Three different methods were used to compute associations between pairs of metadata, depending on whether each metadata in the pair were continuous or categorical. Pearson correlation was used for continuous-continuous pairs, Cramer’s V correlation was used for categorical-categorical pairs, and ANOVA was used for categorical-continuous pairs where the categorical variable is the independent variable and the continuous variable is the dependent variable. Multiple hypothesis correction (FDR method) was performed across all results for the same statistical method. Some metadata variables such as percent purity and percent trapped are in between ordinal variables and a true continuous variable because they are estimates made by eye by a research technician, and the technician tends to estimate whole percentages (ie. 80%, 70%). For simplicity, we treat these as continuous variables.

5.5 Deconvolution analysis

After normalization for tissue sample size, the intensity of a marker protein that is only abundant in one cell type and that has relatively constant levels is proportional to the abundance of that cell type. We assume an average of 0.55 beta cells, 0.30 alpha cells, 0.10 delta cells, and 0.05 gamma cells and use this to estimate the cell type composition of each donor using proteomics data. We computed the proportion of each cell type for each donor, according to marker genes. The overall proportion of each cell type was calculated as the median of proportion estimates across all marker genes for that cell type. Finally, the proportion of non-endocrine cells was computed as the remainder after adding the estimated proportion of beta, alpha, delta, and gamma cells and normalizing the endocrine proportions to satisfy an assumed maximum purity of 98%. When computing associations between individual omics features and cell type proportions, endocrine cell proportions were normalized as a proportion of the total endocrine signal and the non-endocrine proportion was included as a covariate to better distinguish cell type-specific signals.
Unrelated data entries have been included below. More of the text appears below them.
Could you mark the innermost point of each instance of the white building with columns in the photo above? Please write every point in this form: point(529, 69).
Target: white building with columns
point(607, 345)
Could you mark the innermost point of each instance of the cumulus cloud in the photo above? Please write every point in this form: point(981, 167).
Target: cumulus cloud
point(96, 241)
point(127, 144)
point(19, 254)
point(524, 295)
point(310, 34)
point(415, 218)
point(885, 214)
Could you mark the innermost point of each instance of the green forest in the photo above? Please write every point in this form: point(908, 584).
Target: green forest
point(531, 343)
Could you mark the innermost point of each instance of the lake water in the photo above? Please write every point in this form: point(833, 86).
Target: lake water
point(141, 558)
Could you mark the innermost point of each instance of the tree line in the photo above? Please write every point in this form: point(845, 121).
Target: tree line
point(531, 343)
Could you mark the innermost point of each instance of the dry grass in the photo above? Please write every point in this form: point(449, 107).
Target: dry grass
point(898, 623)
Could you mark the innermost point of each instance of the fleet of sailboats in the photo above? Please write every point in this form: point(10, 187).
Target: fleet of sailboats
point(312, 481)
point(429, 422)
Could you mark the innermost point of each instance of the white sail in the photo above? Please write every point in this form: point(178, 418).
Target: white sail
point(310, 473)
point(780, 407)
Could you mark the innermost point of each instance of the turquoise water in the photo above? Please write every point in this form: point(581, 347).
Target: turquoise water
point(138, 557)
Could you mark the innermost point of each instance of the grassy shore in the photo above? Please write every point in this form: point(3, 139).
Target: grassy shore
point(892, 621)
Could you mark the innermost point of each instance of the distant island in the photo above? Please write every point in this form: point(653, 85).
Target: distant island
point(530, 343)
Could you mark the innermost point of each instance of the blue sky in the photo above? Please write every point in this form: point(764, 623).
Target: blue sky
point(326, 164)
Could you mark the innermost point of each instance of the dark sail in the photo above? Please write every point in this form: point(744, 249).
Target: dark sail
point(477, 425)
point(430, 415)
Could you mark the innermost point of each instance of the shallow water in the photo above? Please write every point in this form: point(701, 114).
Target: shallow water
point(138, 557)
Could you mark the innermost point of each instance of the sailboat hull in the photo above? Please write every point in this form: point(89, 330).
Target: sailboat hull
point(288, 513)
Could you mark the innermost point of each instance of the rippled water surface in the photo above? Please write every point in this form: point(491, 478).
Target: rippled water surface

Overall, this can be thought of as estimating the strength of the signal associated with four endocrine cell types, anchoring the median signal strength with prior known cell type proportions, and attributing any missing signal to trapped non-endocrine cells. It relies on the assumptions that marker genes are only expressed in one cell type and that their levels are constant across donors. Neither of these assumptions are completely satisfied, however the method should be a robust estimator so long as the majority of marker genes have heavily biased expression in one cell type and if all marker genes are not regulated in the same direction (ie. all beta cell marker genes up-regulated in donors with diabetes).